Hluhluwe–Imfolozi Park, formerly Hluhluwe–Umfolozi Game Reserve, is the oldest proclaimed nature reserve in Africa. It consists of 960 km² (96,000 ha) of hilly topography  north of Durban in central KwaZulu-Natal, South Africa and is known for its rich wildlife and conservation efforts. Operated by Ezemvelo KZN Wildlife, the park is the only state-run park in KwaZulu-Natal where each of the big five game animals can be found.

Thanks to conservation efforts, the park now has one of the largest populations of white rhinoceros in the world, although this population remains severely threatened by the poaching of hundreds of rhinos every year in the park.

History

Throughout the park there are many signs of stone age settlements and iron smelting sites.

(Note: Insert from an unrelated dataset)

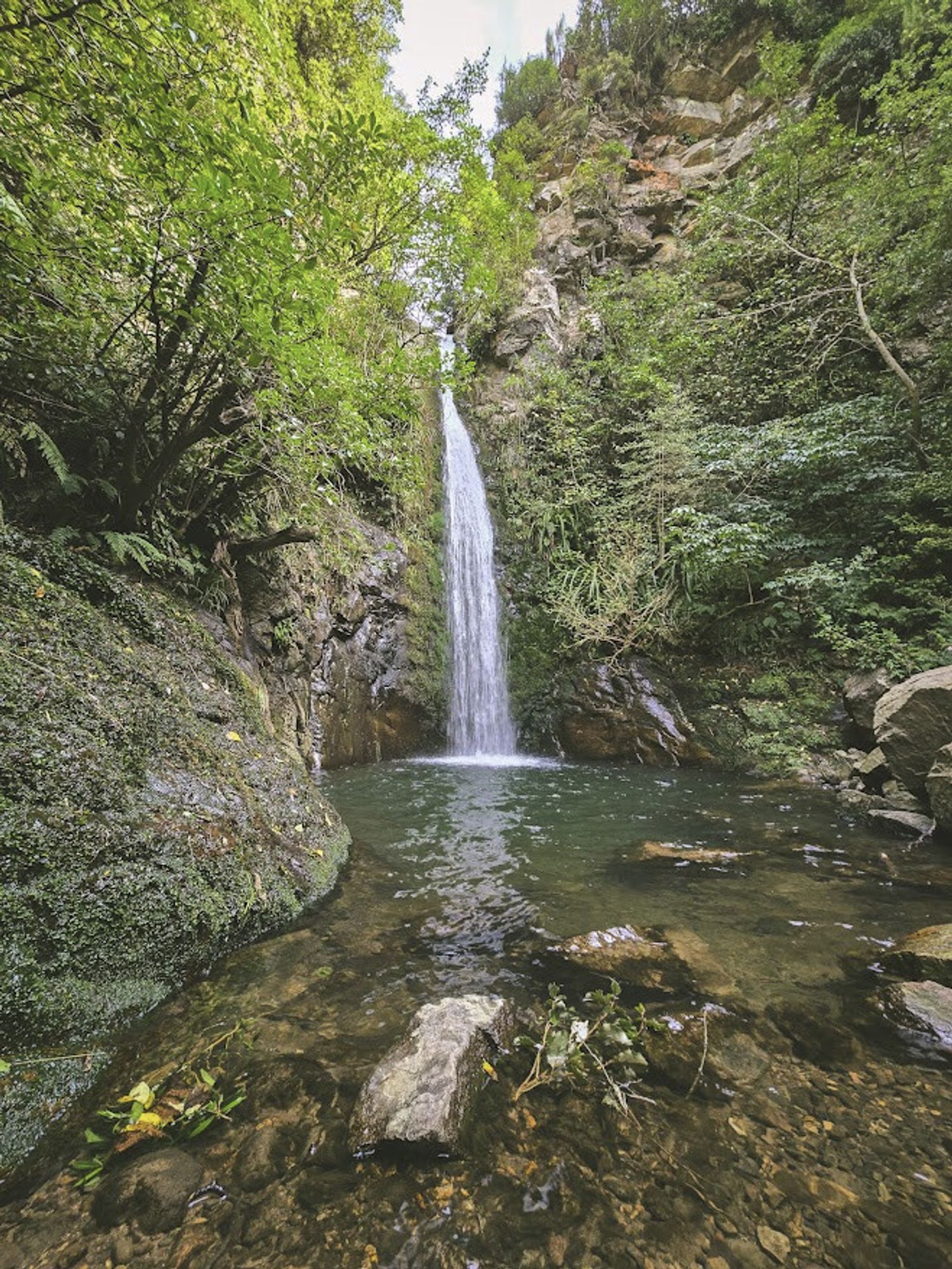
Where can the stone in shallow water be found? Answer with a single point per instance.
(424, 1088)
(924, 955)
(922, 1007)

The area is claimed to have been declared a royal hunting ground for the Zulu kingdom in the time of Shaka.

The southern white rhino, first identified by Western naturalist William John Burchell in 1812, was virtually eliminated during the 19th century by European hunters, and by 1895 was believed to be extinct. A population of between 20 and 100 was identified in South Africa and preserved by establishing the Umfolozi Junction Reserve and Hluhluwe Reserve, which are now parts of the Hluhluwe-Imfolozi Park. 

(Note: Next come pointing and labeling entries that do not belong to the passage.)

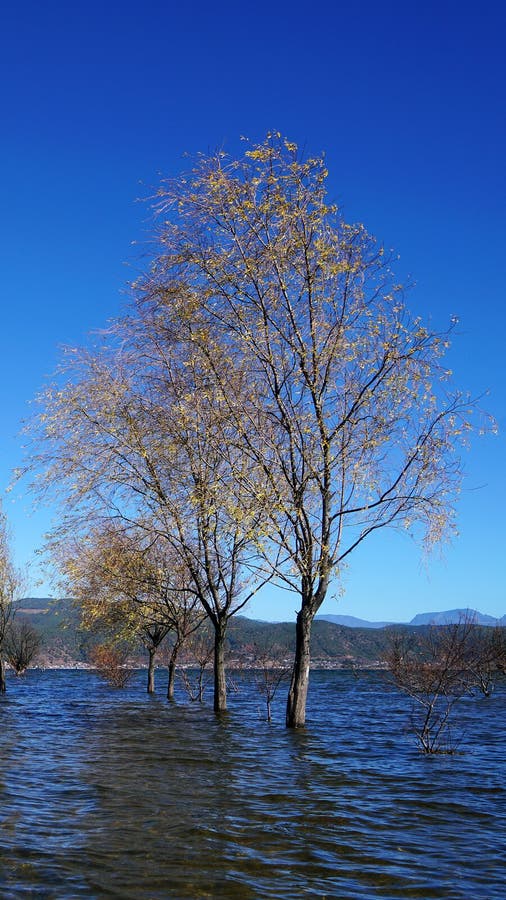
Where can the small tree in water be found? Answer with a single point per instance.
(436, 669)
(111, 664)
(10, 585)
(270, 672)
(22, 644)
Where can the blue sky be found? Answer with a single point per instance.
(406, 99)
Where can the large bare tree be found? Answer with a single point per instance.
(355, 427)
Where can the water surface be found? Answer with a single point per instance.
(107, 793)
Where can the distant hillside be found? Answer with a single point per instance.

Historically, tsetse flies carrying the nagana disease protected the area from colonial hunters. Later, as the Zululand area was settled by white farmers, wildlife in the reserves was blamed for the prevalence of the tsetse fly, and the reserves became experimental areas in the efforts to eradicate the fly. Farmers called for the slaughter of game and over 100,000 animals were killed in the reserves between 1919 and 1950, although the rhino population was spared. The introduction of DDT spraying in 1945 virtually eliminated the tsetse fly from the reserves, although subsequent outbreaks have occurred. 

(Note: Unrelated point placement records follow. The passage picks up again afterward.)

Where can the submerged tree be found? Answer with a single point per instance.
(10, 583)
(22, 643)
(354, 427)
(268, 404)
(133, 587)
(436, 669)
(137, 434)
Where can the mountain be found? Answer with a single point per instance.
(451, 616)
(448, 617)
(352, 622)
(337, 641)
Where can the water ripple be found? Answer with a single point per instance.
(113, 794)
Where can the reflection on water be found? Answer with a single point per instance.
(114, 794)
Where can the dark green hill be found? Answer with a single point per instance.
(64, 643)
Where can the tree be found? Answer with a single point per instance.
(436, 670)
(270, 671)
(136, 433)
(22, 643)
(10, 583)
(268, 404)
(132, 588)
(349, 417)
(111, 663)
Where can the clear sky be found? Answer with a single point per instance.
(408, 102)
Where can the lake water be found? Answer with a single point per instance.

By the 1950s the white rhino population of the reserve had recovered to around 400, and the park's warden, Ian Player, established Operation Rhino in the 1950s and 60s, with the park's Rhino Capture Unit relocating hundreds of rhinos to establish populations in other reserves across their historic range. 

In 1989, the corridor between the Hluhluwe and Imfolozi reserves was added in order to join the separate reserves into the current single park.

Geography and climate

The park is located in the province of KwaZulu-Natal on the east coast of South Africa. The park is closest to the town of Mtubatuba , Hluhluwe village and Hlabisa village. The geography of the area differs from the north, or Hluhluwe area, to the south, or Umfolozi area. Hluhluwe–Imfolozi Park is partly in a low-risk malaria area.

Umfolozi
This area is situated between the two Umfolozi Rivers where they divide into the Mfolozi emnyama ('Black Umfolozi') to the north and the Mfolozi emhlophe ('White Umfolozi') to the south. This area is to the south of the park and is generally hot in summer, and mild to cool in winter, although cold spells do occur.
The topography in the Umfolozi section ranges from the lowlands of the Umfolozi River beds to steep hilly country, which includes some wide and deep valleys. Habitats in this area are primarily grasslands, which extend into acacia savannah and woodlands.

Hluhluwe
The Hluhluwe region has hilly topography where altitudes range from  above sea level. The high ridges support coastal scarp forests in a well-watered region with valley bushveld at lower levels. The north of the park is more rugged and mountainous with forests and grasslands and is known as the Hluhluwe area, while the Umfolozi area is found to the south near the Black and White Umfolozi rivers where there is open savannah.

Biodiversity

Fauna
The park is home to Africa's big five game: elephant, rhinoceros (black and white), Cape buffalo, lion and leopard. It is home to 86 special species including: Nile crocodile, hippo, cheetah, spotted hyena, blue wildebeest, jackal, giraffe, zebra, waterbuck, nyala, eland, kudu, impala, duiker, suni, reedbuck, common warthog, bushpig, mongoose, baboons, monkeys, a variety of tortoises, terrapins, snakes and lizards.  It is one of the world's top spots for viewing nyala. The park is a prime birding destination and is home to 340 bird species. The Hluhluwe River Flood Plain is one of the only areas in the whole of South Africa where yellow-throated, pink-throated and orange-throated longclaw species can be seen together. Bird life include night heron, Wahlberg's eagle, Shelley's francolin, black-bellied korhaan, Temminck's courser, Klaas's cuckoo, little bee-eater and crested barbet.

Flora
The park has a diverse floral community.

Conservation efforts

Rhinoceros

The park is the birthplace of rhino preservation, having been responsible for breeding the southern white rhinoceros back from near extinction in the first half of the 20th century. There are reportedly 1,600 white rhino in the reserve.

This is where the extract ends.